Czech composer Antonín Dvořák came to visit cousins in Spillville, Iowa and spent the summer of 1893 there, writing works ostensibly inspired by the New World but perhaps also drawn from Czech folk melodies. Find a musicologist to straighten that out. The point is he spent some time in a backwoods corner of Iowa and was glad to admit it.
Native Iowan and writer of musicals Meredith Willson was born at Mason City and is also known to have visited Agincourt, where casual conversation at Adams’ Restaurant may have inspired some of the characters in “Music Man,” his most famous musical—Amity Burroughs Flynn, for example, wife/widow of half-term Agincourt mayor Edmund FitzGerald Flynn, became the model for his character Eulalie Mackenchnie Shinn. And many other artistic and political personages have passed through the community for one reason or another or none at all. Eduard Reményi (1830–1898), world-renowned violinist, appeared during the opening season of The Auditorium in 1895 (though, perhaps, a bit long in the tooth at that time and well past his expiration date).
Of late, I have become consumed by the work of British artist Stanley Spencer [1891-1959] and wonder what circumstances could have acquainted him with our community and even brought him here. His painting below—”Travoys Arriving with Wounded” of 1919—was painted from his experience in the Royal Army Medical Corps during the Macedonia campaign of 1918, an experience that marked both Spencer and his art indelibly. Indeed it was the “Great War” theme that drew me to him in the first place and readings from Spencer’s journals and notebooks have strengthened my interests in him.

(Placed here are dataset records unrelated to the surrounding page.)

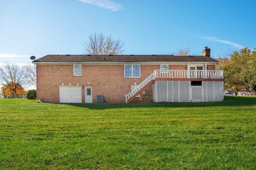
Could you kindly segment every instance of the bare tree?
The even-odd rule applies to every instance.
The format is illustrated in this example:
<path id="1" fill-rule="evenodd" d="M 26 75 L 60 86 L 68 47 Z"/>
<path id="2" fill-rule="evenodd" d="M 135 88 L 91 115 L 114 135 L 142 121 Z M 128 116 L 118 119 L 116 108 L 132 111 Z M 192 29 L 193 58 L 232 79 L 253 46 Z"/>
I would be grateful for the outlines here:
<path id="1" fill-rule="evenodd" d="M 124 43 L 120 39 L 114 39 L 111 35 L 106 37 L 102 33 L 89 35 L 89 39 L 84 45 L 84 54 L 92 55 L 122 54 Z"/>
<path id="2" fill-rule="evenodd" d="M 25 72 L 16 64 L 6 63 L 3 67 L 0 67 L 0 84 L 16 92 L 21 86 L 24 88 L 27 84 Z"/>
<path id="3" fill-rule="evenodd" d="M 24 66 L 26 77 L 28 85 L 36 86 L 36 64 L 27 63 Z"/>
<path id="4" fill-rule="evenodd" d="M 171 55 L 176 55 L 178 56 L 185 56 L 185 55 L 194 55 L 194 53 L 190 53 L 190 47 L 189 45 L 188 46 L 187 48 L 178 48 L 177 49 L 177 51 L 174 51 L 172 53 L 168 52 L 168 54 Z"/>

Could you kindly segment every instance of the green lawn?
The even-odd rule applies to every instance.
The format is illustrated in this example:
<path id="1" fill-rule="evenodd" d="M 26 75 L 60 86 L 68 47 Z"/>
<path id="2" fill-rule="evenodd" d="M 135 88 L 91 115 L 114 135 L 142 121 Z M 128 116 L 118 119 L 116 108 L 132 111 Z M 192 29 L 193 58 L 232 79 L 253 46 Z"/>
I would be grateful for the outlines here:
<path id="1" fill-rule="evenodd" d="M 60 104 L 0 99 L 1 169 L 256 169 L 256 97 Z"/>

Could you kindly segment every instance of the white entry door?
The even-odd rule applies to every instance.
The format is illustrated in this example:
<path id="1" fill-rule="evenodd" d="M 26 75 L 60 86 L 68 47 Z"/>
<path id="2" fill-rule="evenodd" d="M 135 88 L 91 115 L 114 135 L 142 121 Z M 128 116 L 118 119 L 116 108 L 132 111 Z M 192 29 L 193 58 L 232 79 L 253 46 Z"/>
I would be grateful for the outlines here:
<path id="1" fill-rule="evenodd" d="M 92 88 L 85 87 L 84 90 L 85 103 L 92 103 Z"/>
<path id="2" fill-rule="evenodd" d="M 60 103 L 82 103 L 80 86 L 60 86 Z"/>

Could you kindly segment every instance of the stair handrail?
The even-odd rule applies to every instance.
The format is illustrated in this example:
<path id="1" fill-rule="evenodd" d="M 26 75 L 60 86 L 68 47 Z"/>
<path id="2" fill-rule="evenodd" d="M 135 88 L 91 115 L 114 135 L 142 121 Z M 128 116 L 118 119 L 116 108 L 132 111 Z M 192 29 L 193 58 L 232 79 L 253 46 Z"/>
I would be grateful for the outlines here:
<path id="1" fill-rule="evenodd" d="M 155 75 L 155 72 L 151 74 L 148 77 L 147 77 L 145 80 L 144 80 L 142 82 L 141 82 L 137 87 L 136 87 L 132 91 L 131 91 L 127 94 L 124 94 L 125 96 L 125 102 L 127 103 L 127 101 L 132 98 L 132 96 L 136 94 L 140 90 L 145 87 L 147 84 L 148 84 L 150 82 L 156 78 L 156 76 Z"/>

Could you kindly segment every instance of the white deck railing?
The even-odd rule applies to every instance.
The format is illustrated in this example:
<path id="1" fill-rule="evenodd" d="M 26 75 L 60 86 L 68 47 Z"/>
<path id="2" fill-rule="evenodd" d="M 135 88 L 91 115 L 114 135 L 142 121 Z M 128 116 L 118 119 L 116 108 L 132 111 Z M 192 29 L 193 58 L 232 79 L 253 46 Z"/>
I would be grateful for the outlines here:
<path id="1" fill-rule="evenodd" d="M 156 78 L 223 78 L 223 70 L 155 70 Z"/>
<path id="2" fill-rule="evenodd" d="M 223 70 L 159 70 L 155 71 L 127 94 L 125 94 L 125 102 L 156 78 L 223 78 Z M 138 95 L 137 94 L 136 95 Z"/>

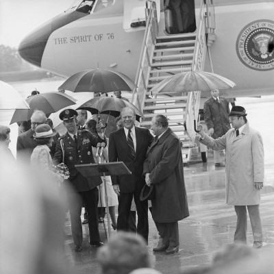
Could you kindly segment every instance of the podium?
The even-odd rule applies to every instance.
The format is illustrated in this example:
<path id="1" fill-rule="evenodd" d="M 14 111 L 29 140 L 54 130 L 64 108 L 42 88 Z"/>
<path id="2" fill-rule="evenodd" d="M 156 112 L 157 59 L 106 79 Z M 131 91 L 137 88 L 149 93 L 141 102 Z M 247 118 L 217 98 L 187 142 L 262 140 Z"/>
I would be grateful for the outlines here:
<path id="1" fill-rule="evenodd" d="M 105 176 L 108 175 L 124 175 L 132 174 L 123 162 L 99 162 L 95 164 L 75 164 L 75 168 L 86 177 L 103 177 L 103 184 L 105 188 L 105 200 L 107 209 L 107 219 L 108 235 L 111 234 L 111 225 L 110 212 L 108 209 L 108 196 L 106 187 Z M 106 233 L 106 232 L 105 232 Z"/>

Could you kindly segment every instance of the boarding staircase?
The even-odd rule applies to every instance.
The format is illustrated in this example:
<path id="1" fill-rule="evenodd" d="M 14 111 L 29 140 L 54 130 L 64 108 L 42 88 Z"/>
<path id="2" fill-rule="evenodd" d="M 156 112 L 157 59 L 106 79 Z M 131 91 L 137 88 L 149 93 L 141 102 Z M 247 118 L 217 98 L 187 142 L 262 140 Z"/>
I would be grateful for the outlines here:
<path id="1" fill-rule="evenodd" d="M 177 73 L 202 70 L 206 48 L 205 9 L 203 0 L 195 33 L 158 36 L 155 3 L 147 2 L 147 27 L 135 80 L 138 88 L 132 99 L 144 114 L 142 127 L 150 128 L 156 114 L 167 116 L 169 127 L 182 141 L 185 162 L 193 149 L 198 149 L 193 119 L 198 118 L 200 92 L 151 95 L 150 89 Z"/>

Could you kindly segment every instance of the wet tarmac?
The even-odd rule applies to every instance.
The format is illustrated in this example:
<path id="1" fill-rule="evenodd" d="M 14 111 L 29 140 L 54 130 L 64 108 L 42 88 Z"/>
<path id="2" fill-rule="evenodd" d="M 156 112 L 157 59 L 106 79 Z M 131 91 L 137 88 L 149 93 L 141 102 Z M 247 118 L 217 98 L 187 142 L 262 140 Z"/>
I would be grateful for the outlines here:
<path id="1" fill-rule="evenodd" d="M 207 163 L 198 161 L 195 164 L 184 166 L 190 216 L 179 222 L 180 245 L 178 253 L 172 255 L 153 253 L 152 249 L 157 246 L 158 236 L 149 212 L 148 248 L 155 268 L 162 273 L 175 273 L 179 268 L 210 264 L 220 248 L 233 242 L 236 217 L 234 207 L 225 203 L 225 168 L 215 168 L 212 158 L 210 151 Z M 266 173 L 272 171 L 273 169 L 266 168 Z M 258 250 L 263 256 L 274 252 L 274 188 L 273 180 L 265 184 L 260 205 L 264 242 L 263 248 Z M 101 240 L 105 243 L 103 225 L 100 223 L 99 226 Z M 65 242 L 67 258 L 74 265 L 75 273 L 99 273 L 95 258 L 97 249 L 88 245 L 87 225 L 83 225 L 83 229 L 82 252 L 75 253 L 71 251 L 74 245 L 71 238 L 68 236 Z M 66 232 L 71 233 L 69 221 L 66 224 Z M 116 232 L 112 231 L 112 233 Z M 248 245 L 252 245 L 249 223 L 247 242 Z"/>

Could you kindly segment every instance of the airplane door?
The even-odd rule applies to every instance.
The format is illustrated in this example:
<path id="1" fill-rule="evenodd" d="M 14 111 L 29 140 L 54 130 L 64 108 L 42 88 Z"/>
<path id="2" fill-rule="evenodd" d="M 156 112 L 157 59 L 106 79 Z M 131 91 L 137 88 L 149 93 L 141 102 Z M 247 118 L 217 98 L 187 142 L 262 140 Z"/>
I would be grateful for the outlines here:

War has become a topic of conversation in the LA studio lately: one student is working on The Square (whose testosterone-laden turf has intimidated me for the duration of this project) and he and I spoke at length this morning about war and why I fail so miserably at its memorialization. That, of course, reminded me of Stanley Spencer and the intimacy of his depiction which resonates so intensely with me. So I wonder now (this afternoon, with the recollection of the morning conversation so fresh) how Spencer might have been known in the town of my creation. And whether his work would have resonated with its contemporaries as powerfully as it does with me today.